There’s actually no discrepancy between these two accounts. Together they ring true in terms of how we adjust to things that are initially beyond our comprehension. Mark captures that sense of shock and bewilderment we all feel in the face of the unexpected, particularly when life doesn’t go the way we think it should, and we’re rendered mute. John characterises what it’s like when the truth dawns, and we realise that despite how it might seem, life’s never actually at a dead end, but always full of surprises, possibilities and opportunities. The important thing is how we respond to what comes our way. For those moving on to new schools or work, the future’s probably tinged with both hope and anxiety. There’ll be a mixture of joy and success as well as frustration and disappointment all through life. We all delude ourselves into thinking that one day everything will be just as we want and expect things to be. Mary Magdalene shows us that life is never what we expect it to be. The important thing is to embrace the whole of it, with all its ups and downs, with open arms, as the very place where we encounter God. How we respond is what matters.
The second and final point arises out of the fact that Mark’s Gospel ends surprisingly and abruptly, it leaves everything hanging in the air. It’s as if it ends mid-sentence. One scholar has suggested that the last line could be rendered something along the lines of, ‘They were afraid, you see’, without then going on to explain why. A great deal of scholarly ink has been spilled in an attempt to explain the significance of why Mark ends as it does. One possibility is quite simply that the story doesn’t end there, it ends with the reader, with you and me. It’s we who complete the story by how we respond to it. In this sense, the story’s never-ending, because each individual and each succeeding generation continues the story and adds to it. So the question for all of us is what do we contribute to the continuing gospel story?

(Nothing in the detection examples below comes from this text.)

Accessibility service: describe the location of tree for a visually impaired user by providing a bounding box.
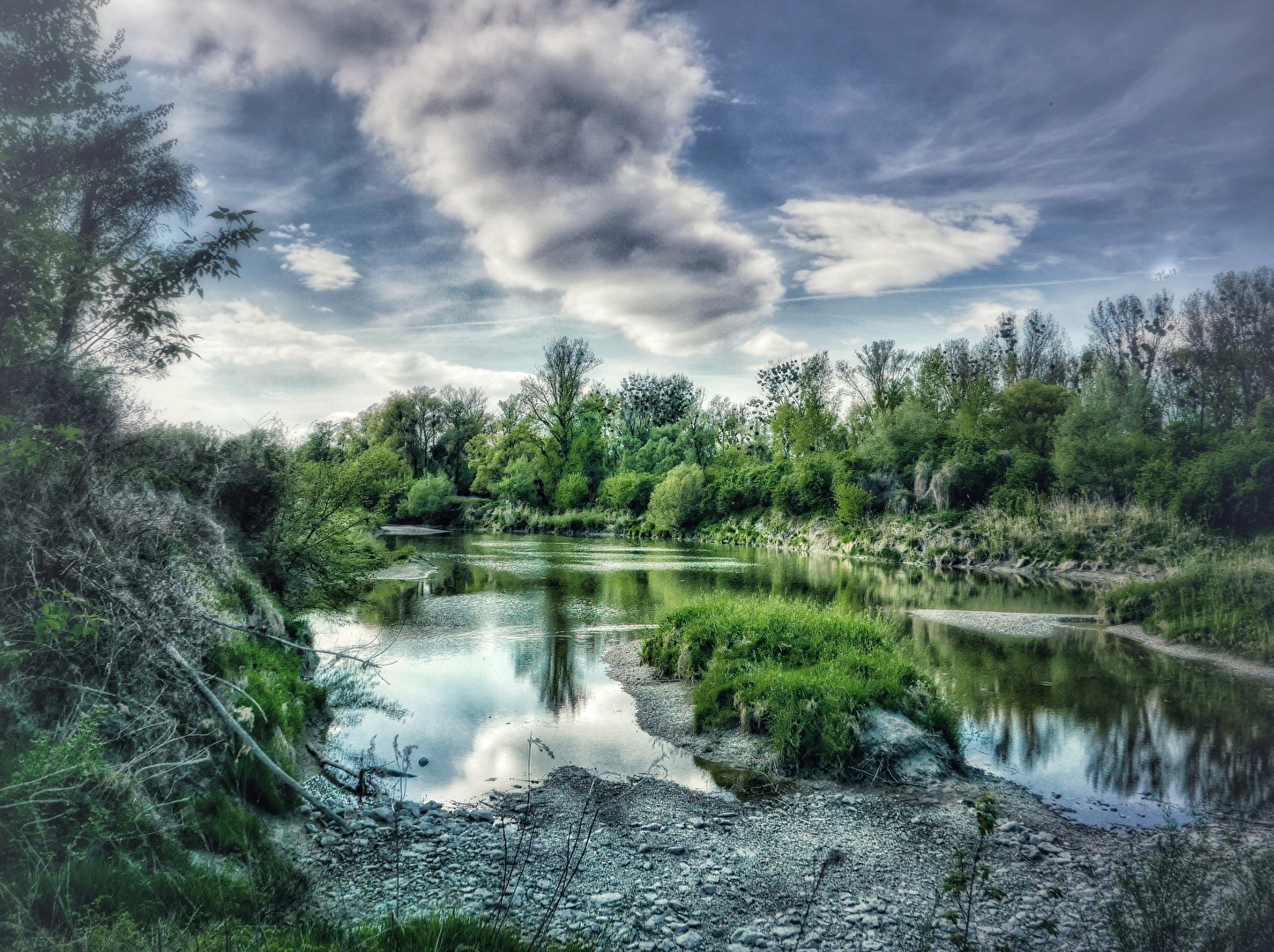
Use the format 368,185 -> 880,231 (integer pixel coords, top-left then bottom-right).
518,337 -> 601,488
1088,291 -> 1174,383
646,463 -> 704,532
987,309 -> 1070,386
986,377 -> 1071,457
618,374 -> 698,443
0,0 -> 260,372
438,383 -> 487,488
836,340 -> 917,411
756,351 -> 839,457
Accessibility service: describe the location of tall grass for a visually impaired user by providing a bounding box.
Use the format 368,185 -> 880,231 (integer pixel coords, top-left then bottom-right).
642,595 -> 957,772
1099,540 -> 1274,661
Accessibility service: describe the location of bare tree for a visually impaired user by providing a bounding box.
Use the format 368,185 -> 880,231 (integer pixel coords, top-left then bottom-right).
518,337 -> 601,460
836,340 -> 917,411
1088,291 -> 1174,383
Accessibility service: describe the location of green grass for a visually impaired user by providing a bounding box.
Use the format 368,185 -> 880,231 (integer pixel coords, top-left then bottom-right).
642,595 -> 958,772
1099,540 -> 1274,661
9,912 -> 585,952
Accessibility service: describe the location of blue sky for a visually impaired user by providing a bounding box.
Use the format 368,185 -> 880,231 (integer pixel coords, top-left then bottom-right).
101,0 -> 1274,429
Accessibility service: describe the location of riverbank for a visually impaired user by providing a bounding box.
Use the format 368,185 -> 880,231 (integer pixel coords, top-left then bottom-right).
281,641 -> 1148,952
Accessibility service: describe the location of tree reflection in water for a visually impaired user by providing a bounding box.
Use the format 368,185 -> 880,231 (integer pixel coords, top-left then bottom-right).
913,618 -> 1274,809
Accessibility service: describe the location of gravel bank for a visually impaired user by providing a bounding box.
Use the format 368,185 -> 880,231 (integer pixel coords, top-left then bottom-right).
911,608 -> 1099,638
283,643 -> 1166,952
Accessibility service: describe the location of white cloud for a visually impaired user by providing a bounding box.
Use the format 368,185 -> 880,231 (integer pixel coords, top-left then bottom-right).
266,222 -> 361,291
775,195 -> 1036,295
738,328 -> 809,358
938,288 -> 1043,337
107,0 -> 782,353
361,0 -> 781,353
139,300 -> 522,429
274,241 -> 361,291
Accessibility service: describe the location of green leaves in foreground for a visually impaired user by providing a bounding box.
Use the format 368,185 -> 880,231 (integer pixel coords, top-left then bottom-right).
642,595 -> 957,772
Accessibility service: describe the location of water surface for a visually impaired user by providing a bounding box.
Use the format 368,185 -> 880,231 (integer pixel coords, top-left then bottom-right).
318,535 -> 1274,824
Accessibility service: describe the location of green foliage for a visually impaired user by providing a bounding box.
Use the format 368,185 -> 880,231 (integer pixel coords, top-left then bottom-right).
773,454 -> 836,517
1099,824 -> 1274,952
398,472 -> 456,523
642,597 -> 957,772
986,378 -> 1070,457
1136,428 -> 1274,535
832,472 -> 871,526
598,470 -> 659,514
492,457 -> 540,506
553,472 -> 589,512
1053,364 -> 1153,498
1099,546 -> 1274,660
646,463 -> 704,532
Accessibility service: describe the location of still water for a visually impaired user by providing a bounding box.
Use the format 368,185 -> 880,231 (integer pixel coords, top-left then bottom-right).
316,535 -> 1274,826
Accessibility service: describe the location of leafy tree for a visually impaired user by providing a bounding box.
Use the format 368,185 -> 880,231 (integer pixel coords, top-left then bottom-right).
553,472 -> 589,512
598,470 -> 659,512
990,309 -> 1071,386
618,372 -> 697,443
0,0 -> 260,372
1053,362 -> 1154,497
646,463 -> 704,532
758,351 -> 842,457
398,472 -> 456,523
986,377 -> 1070,457
438,383 -> 487,488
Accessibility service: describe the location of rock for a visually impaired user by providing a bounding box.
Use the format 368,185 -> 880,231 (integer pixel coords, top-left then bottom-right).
860,707 -> 954,783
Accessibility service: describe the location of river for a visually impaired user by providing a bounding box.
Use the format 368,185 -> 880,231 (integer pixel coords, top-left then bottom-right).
315,535 -> 1274,826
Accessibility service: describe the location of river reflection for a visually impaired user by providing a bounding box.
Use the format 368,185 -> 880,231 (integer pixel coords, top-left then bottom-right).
316,535 -> 1274,824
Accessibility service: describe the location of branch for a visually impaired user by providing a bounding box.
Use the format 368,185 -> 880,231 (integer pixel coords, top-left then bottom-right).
205,615 -> 373,668
164,645 -> 350,832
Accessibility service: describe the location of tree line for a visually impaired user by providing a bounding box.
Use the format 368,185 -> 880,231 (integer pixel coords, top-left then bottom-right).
291,275 -> 1274,532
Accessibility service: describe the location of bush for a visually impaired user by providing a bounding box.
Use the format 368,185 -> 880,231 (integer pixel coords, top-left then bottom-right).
1099,551 -> 1274,660
492,457 -> 540,506
598,470 -> 659,514
553,472 -> 589,512
399,472 -> 456,523
773,454 -> 836,517
642,595 -> 957,771
832,472 -> 871,526
646,463 -> 704,532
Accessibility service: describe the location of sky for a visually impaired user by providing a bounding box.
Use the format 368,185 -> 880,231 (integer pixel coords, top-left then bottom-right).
100,0 -> 1274,431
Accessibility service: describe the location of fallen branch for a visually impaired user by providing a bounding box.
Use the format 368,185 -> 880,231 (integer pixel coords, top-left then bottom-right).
306,744 -> 415,797
164,645 -> 350,831
205,615 -> 375,668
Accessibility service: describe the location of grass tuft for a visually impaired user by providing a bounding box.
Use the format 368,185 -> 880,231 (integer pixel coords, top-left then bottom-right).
642,595 -> 958,772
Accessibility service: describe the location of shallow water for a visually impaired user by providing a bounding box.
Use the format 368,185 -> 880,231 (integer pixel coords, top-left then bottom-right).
316,535 -> 1274,826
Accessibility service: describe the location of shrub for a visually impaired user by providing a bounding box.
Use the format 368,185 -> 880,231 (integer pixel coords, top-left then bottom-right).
832,472 -> 871,526
773,454 -> 836,517
553,472 -> 589,512
492,457 -> 540,506
399,472 -> 456,521
598,470 -> 659,512
646,463 -> 704,532
642,595 -> 957,771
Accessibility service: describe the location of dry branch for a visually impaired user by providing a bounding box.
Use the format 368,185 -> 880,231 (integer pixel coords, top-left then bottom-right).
164,645 -> 350,831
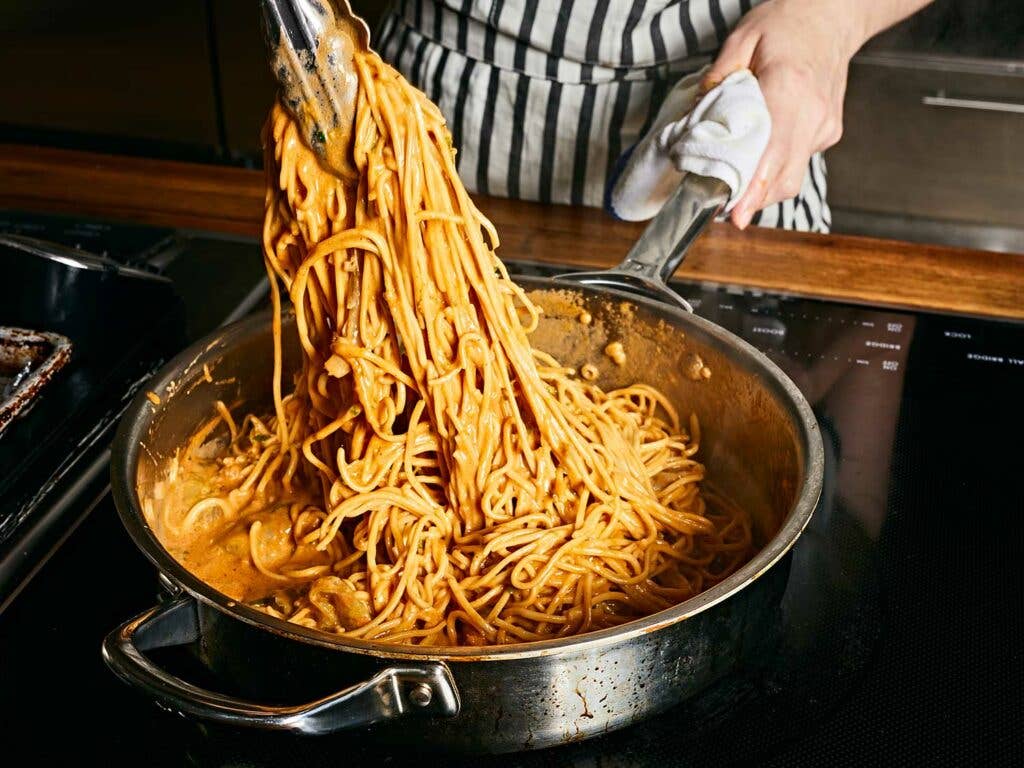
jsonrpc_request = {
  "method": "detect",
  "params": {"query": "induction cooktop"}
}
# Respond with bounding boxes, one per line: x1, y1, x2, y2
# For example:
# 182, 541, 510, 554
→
0, 218, 1024, 768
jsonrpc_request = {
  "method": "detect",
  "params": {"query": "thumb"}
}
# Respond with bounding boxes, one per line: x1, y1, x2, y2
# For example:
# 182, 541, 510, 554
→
700, 29, 761, 93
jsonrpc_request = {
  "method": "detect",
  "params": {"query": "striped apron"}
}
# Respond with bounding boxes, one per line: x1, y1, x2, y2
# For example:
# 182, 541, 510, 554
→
375, 0, 831, 231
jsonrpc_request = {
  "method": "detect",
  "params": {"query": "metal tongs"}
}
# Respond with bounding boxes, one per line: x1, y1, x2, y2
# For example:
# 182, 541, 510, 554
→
557, 173, 730, 312
260, 0, 370, 178
260, 0, 730, 312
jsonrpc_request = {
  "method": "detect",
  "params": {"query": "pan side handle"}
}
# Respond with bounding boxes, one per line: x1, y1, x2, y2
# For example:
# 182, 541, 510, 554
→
102, 597, 459, 735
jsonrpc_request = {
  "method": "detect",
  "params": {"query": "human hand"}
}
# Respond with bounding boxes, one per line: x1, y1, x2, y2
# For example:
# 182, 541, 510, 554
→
705, 0, 865, 229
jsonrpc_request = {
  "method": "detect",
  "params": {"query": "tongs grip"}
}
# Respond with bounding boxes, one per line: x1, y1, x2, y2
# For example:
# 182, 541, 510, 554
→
557, 173, 731, 312
260, 0, 370, 178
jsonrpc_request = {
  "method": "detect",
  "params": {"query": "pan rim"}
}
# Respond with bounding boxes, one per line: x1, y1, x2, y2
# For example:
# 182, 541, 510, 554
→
111, 275, 824, 663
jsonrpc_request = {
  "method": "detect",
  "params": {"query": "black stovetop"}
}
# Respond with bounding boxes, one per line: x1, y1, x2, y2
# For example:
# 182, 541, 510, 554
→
0, 219, 1024, 768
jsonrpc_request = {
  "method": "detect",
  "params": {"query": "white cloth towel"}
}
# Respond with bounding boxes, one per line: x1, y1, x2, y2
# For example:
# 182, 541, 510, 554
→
608, 68, 771, 221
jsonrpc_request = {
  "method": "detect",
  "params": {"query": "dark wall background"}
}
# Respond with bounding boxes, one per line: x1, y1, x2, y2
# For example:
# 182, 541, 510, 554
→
0, 0, 387, 164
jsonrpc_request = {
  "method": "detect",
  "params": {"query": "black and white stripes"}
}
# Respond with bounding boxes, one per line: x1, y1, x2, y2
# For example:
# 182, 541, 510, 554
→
375, 0, 830, 231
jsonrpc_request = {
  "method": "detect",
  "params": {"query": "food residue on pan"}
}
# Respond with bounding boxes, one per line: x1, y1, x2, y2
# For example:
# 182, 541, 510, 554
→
604, 341, 626, 366
685, 352, 711, 381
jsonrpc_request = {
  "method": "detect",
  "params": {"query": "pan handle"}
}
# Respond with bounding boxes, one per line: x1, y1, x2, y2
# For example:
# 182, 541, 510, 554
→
103, 597, 459, 734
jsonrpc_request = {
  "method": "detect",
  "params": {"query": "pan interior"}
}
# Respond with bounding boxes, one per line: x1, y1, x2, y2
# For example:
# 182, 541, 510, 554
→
128, 279, 805, 650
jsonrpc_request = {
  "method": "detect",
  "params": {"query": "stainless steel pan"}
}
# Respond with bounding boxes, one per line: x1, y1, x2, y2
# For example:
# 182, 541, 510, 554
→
103, 268, 822, 752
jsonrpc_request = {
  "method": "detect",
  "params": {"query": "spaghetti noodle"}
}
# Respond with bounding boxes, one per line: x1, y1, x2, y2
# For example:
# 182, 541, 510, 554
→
146, 53, 751, 645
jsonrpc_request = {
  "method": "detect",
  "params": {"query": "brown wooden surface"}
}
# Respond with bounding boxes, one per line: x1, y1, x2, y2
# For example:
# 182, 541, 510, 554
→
0, 144, 1024, 318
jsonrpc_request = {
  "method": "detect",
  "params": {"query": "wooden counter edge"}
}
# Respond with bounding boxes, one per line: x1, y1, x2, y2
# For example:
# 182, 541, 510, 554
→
0, 144, 1024, 318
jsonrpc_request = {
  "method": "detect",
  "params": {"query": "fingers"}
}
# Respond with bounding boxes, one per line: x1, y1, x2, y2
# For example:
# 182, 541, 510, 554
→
700, 27, 761, 93
729, 144, 784, 229
729, 67, 821, 229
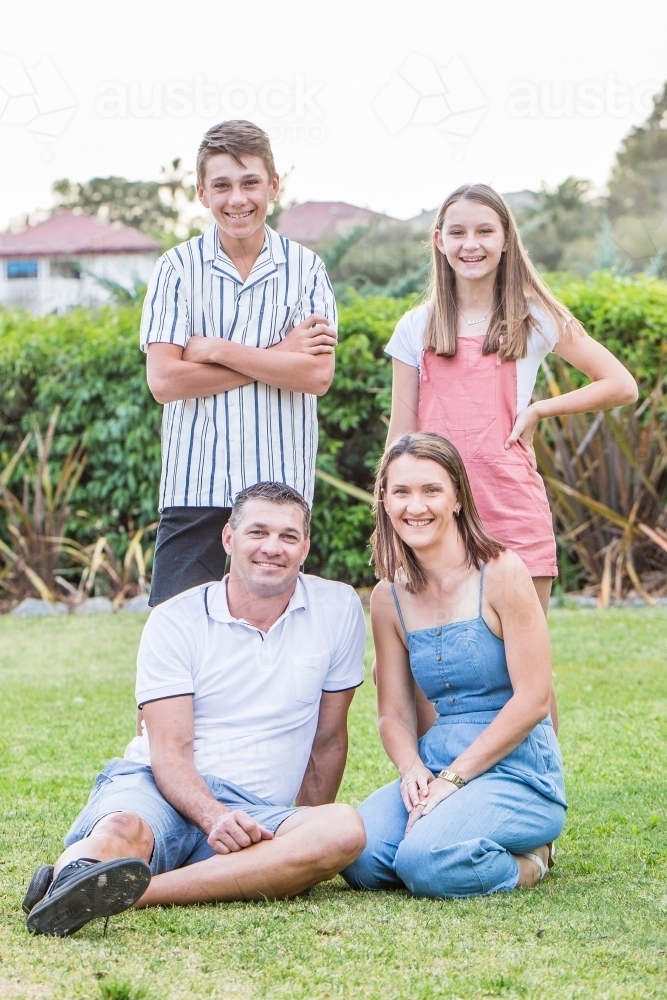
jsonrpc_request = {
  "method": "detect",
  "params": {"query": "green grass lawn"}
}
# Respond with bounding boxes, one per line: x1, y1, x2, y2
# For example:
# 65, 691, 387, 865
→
0, 609, 667, 1000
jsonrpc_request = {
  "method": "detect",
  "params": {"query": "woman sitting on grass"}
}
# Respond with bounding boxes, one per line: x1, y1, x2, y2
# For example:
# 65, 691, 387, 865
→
343, 433, 566, 898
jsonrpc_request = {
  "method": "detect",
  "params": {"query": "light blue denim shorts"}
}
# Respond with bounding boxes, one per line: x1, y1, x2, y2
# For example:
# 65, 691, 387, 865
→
65, 757, 298, 875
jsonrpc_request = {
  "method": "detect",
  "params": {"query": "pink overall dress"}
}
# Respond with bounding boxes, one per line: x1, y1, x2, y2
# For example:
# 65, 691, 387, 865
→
419, 335, 558, 576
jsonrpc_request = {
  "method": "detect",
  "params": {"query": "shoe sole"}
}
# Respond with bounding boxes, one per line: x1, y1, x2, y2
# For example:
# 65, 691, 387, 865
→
21, 865, 53, 913
28, 858, 151, 937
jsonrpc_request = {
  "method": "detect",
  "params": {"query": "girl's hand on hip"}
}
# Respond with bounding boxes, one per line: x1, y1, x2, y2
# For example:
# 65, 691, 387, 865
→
401, 760, 435, 813
505, 405, 540, 469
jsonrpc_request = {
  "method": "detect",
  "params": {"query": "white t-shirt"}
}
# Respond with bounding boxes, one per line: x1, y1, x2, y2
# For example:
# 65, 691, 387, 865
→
385, 304, 558, 413
125, 574, 366, 806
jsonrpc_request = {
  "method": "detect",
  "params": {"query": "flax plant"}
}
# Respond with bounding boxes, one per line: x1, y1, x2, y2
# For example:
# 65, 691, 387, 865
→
534, 358, 667, 606
0, 407, 157, 605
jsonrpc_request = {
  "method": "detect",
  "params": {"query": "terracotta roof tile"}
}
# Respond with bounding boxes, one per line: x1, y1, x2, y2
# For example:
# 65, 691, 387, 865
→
0, 212, 160, 257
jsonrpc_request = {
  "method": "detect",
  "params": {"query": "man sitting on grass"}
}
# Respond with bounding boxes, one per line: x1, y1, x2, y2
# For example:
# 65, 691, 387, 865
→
23, 483, 366, 936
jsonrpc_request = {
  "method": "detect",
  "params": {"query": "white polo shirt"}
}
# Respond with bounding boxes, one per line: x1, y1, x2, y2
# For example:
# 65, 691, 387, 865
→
125, 574, 366, 806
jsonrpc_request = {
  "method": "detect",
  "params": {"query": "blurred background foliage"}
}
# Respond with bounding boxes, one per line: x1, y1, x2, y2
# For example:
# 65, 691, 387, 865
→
0, 84, 667, 598
0, 272, 667, 593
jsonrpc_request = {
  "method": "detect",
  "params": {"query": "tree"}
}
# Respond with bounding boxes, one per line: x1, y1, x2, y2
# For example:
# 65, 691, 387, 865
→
609, 83, 667, 219
53, 159, 199, 244
517, 177, 604, 271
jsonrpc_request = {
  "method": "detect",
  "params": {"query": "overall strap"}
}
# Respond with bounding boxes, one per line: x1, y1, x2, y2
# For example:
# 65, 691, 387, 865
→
477, 563, 486, 618
391, 583, 408, 635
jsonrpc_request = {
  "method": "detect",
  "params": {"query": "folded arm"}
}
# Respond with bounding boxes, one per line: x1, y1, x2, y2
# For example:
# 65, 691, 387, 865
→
143, 695, 273, 854
147, 315, 337, 403
296, 688, 356, 806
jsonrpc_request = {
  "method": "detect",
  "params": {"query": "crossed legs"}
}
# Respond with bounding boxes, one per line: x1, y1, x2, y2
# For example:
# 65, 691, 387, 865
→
55, 804, 366, 907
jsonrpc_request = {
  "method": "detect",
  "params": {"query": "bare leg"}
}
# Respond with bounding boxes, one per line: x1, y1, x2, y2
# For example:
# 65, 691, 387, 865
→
528, 576, 558, 736
54, 813, 153, 875
136, 804, 366, 907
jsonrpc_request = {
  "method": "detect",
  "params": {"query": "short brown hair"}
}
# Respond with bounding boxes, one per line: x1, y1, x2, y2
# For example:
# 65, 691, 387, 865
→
229, 483, 310, 538
197, 119, 276, 187
371, 432, 505, 594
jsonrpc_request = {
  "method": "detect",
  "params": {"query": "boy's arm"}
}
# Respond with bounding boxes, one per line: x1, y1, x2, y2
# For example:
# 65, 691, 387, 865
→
146, 346, 254, 403
183, 315, 338, 396
146, 316, 337, 403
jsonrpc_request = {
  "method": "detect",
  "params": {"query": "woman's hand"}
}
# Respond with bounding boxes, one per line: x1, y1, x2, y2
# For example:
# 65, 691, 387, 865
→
401, 758, 435, 813
505, 403, 541, 469
405, 778, 459, 834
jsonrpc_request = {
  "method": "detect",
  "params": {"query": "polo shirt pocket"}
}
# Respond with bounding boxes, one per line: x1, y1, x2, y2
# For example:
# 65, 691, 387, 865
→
292, 653, 329, 705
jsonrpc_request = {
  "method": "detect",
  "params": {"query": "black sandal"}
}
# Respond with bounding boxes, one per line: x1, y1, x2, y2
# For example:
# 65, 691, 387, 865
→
21, 865, 53, 913
28, 858, 151, 937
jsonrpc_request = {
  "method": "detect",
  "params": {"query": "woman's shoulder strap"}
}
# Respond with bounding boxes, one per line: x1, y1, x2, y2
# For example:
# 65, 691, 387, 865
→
477, 563, 486, 618
391, 583, 408, 635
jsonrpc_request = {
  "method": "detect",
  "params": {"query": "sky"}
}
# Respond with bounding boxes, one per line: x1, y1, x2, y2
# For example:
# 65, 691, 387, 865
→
0, 0, 667, 228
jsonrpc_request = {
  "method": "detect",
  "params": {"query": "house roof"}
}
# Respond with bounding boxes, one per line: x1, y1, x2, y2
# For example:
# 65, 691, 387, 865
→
278, 201, 395, 245
0, 212, 160, 257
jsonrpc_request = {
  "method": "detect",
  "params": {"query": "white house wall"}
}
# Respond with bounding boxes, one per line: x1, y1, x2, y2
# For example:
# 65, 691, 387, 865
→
0, 253, 157, 315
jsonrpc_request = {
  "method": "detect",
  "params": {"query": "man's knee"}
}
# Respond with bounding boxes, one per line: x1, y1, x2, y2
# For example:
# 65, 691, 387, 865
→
317, 803, 366, 868
89, 812, 154, 857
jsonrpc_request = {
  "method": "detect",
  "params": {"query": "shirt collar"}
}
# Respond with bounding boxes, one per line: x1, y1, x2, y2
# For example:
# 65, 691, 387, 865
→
207, 573, 308, 632
203, 223, 287, 288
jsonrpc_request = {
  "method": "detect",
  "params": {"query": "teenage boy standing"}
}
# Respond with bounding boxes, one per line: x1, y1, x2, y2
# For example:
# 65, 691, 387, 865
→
141, 121, 337, 606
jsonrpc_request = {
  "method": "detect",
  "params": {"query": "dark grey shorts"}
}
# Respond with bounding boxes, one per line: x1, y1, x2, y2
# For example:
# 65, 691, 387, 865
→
148, 507, 232, 608
65, 757, 299, 875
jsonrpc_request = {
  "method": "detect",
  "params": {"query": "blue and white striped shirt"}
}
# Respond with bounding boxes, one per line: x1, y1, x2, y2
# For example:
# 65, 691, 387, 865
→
141, 225, 337, 510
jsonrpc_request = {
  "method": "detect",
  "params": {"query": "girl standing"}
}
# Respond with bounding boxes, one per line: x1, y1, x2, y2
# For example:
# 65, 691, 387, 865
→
386, 184, 637, 614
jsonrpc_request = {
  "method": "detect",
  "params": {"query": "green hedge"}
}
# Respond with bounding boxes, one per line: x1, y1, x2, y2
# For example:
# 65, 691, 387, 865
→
0, 274, 667, 584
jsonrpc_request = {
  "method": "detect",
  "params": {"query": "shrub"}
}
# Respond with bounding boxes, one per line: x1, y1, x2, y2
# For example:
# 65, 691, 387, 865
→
0, 273, 667, 585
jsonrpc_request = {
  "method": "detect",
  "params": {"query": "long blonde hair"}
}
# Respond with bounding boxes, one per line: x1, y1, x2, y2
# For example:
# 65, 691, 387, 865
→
424, 184, 583, 361
371, 431, 505, 594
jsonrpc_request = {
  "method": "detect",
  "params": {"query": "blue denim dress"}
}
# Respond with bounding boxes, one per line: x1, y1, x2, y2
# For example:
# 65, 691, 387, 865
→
342, 566, 567, 898
400, 566, 566, 806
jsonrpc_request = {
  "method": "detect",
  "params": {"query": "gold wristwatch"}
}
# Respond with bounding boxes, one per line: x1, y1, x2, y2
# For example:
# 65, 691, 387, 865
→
438, 769, 468, 788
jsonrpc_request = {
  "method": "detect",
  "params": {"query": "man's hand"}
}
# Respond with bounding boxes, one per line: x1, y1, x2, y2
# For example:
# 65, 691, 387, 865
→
208, 809, 273, 854
400, 758, 435, 812
269, 314, 338, 354
405, 778, 458, 834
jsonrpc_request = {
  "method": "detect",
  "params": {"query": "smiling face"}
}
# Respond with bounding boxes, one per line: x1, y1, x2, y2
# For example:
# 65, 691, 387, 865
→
197, 153, 280, 240
382, 454, 461, 552
435, 198, 507, 280
222, 500, 310, 597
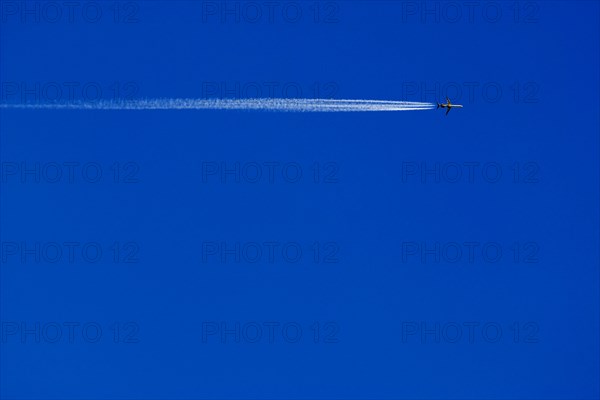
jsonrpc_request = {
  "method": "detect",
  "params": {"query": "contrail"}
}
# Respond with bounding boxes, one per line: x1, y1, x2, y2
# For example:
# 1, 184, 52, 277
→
0, 98, 435, 112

And that’s how the Minster itself symbolises the very character of the gospel story. All of us are part of the story of the Minster and will be forever. Those who’re moving on to other things today don’t cease to be part of the story, it’s just that their relationship to it changes somewhat. The story for all of us continues in the places we move on to, in the communities of which we become a part, and in the relationships we make. So today is really neither an ending nor a beginning but just a stage on the amazing adventure we call life. Mary Magdalene, with her experience of how her life was changed through her relationship with Christ, would surely encourage us to see that our stories aren’t ours alone but part of a larger one – God’s story – and perhaps with confidence in her experience of resurrection, she’d paraphrase Jesus’ own words by saying, ‘Live your life, whatever it brings, in all its fullness, for this is God’s gift to you and to the whole creation’.